As our friend Scott Bradner, who will be speaking about Net Neutrality on May 22nd says, “Cookies keep state and don’t require extra engineering.”
So then what makes a session controller one of the first adopters and success stories in what is suppose to fundamentally be an over-the-top implementation?
Strangely enough, the answer is transcoding and, in particular, Google’s inability to accept other codecs in their implementation of WebRTC. Now as you know, I have pointed out many times that among WebRTC’s many values is a tool that Google can use to push its codec implementations, so the fact that it is unaccepting of a compromise is very logical. Likewise, given the contentious nature of relationships in Silicon Valley, it is logical for the other major browsers to be leery.

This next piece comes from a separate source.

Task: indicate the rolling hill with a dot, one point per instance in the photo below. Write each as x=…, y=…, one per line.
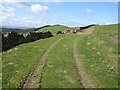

Also, it is easy to understand why startups want to avoid the cost of other codecs, which is why isolating the problem is in effect one of the best aspects of session border controllers. As such, Google — the company that wants to make every website a communications platform — has forced websites to find ways to manage their relationship with traditional carriers and mobile devices in particular.
One interesting possibility — and a truly unintended consequence — is the use of Skype In/Skype Out gateways to manage these transcoded sessions. And yet another dilemma is that these systems remain closed. And if this continues, we will see the fractured communications path giving more rationale for controllers to be in the mix of federation and public good requirements.
In the end, we may very well see Google’s baby grow up to be unloved and unwanted back at the Googleplex. After all, we know this has happened there before, and there is little if any doubt it will happen again.